Earlier this year, she wore a Empress Maria Feodorovna’s Sapphire Brooch for another portrait.

The brooch dates back to 1866. During that year, King Edward VII and Queen Alexandra (then the Prince and Princess of Wales) presented the brooch to Alexandra’s sister Minnie to celebrate her marriage to the future Emperor Alexander III of Russia.

Following her marriage, Minnie went on to be known as Empress Maria Feodorovna, which is how the piece got its name.

It is a cabochon sapphire brooch surrounded by two rows of diamonds, and has a pearl drop hanging from another diamond.

The brooch is one of the few pieces that survived after Minnie was forced to flee Russia following the murder of her son, Tsar Nicholas II, and the abolition of the Russian monarchy.

She made her way to Denmark, and the brooch passed to her daughters upon her death in 1928.
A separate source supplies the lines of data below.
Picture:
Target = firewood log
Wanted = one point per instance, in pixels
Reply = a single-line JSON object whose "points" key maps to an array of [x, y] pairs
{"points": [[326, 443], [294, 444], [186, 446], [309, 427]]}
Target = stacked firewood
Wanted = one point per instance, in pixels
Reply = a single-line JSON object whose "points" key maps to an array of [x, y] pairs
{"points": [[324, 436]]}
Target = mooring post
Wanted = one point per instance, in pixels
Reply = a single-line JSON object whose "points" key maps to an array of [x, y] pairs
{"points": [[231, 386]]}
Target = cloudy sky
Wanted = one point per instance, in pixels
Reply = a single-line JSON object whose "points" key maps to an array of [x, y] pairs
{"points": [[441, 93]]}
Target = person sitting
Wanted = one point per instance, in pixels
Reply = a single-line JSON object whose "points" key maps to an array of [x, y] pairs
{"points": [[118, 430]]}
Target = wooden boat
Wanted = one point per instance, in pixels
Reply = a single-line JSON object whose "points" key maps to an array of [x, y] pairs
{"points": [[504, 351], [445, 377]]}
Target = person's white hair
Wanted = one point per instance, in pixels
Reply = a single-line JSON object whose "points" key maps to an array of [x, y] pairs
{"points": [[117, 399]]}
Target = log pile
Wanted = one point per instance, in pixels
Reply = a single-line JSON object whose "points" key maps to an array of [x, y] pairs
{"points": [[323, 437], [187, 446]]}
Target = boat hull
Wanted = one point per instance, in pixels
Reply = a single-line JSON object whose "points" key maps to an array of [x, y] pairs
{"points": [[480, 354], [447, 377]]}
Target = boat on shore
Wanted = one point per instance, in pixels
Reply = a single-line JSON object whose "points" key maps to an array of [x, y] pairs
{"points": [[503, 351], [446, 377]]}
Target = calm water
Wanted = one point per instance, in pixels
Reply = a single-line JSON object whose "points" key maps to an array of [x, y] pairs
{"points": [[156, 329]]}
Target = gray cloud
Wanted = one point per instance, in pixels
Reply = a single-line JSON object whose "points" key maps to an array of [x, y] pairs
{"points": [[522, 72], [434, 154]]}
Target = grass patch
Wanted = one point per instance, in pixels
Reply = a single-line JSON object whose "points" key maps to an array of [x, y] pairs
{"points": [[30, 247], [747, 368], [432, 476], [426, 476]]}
They decided to sell various items at auction, and the brooch was bough by Queen Mary – an avid collector.

Queen Mary was the wife of Minnie’s nephew, King George V, so her purchase of the item kept it in the family somewhat.

Mary paid £2375 for the brooch in 1930 – £156,261 in today’s money.

Upon her death in 1953 , all of Mary’s jewellery went to the Queen, and remains in her possession today.

Clearly a fan, the Queen has been seen in the brooch throughout the decades, from the 50s to today. Its most prominent appearance over the years has been at a celebration of her Silver Jubilee in 1977.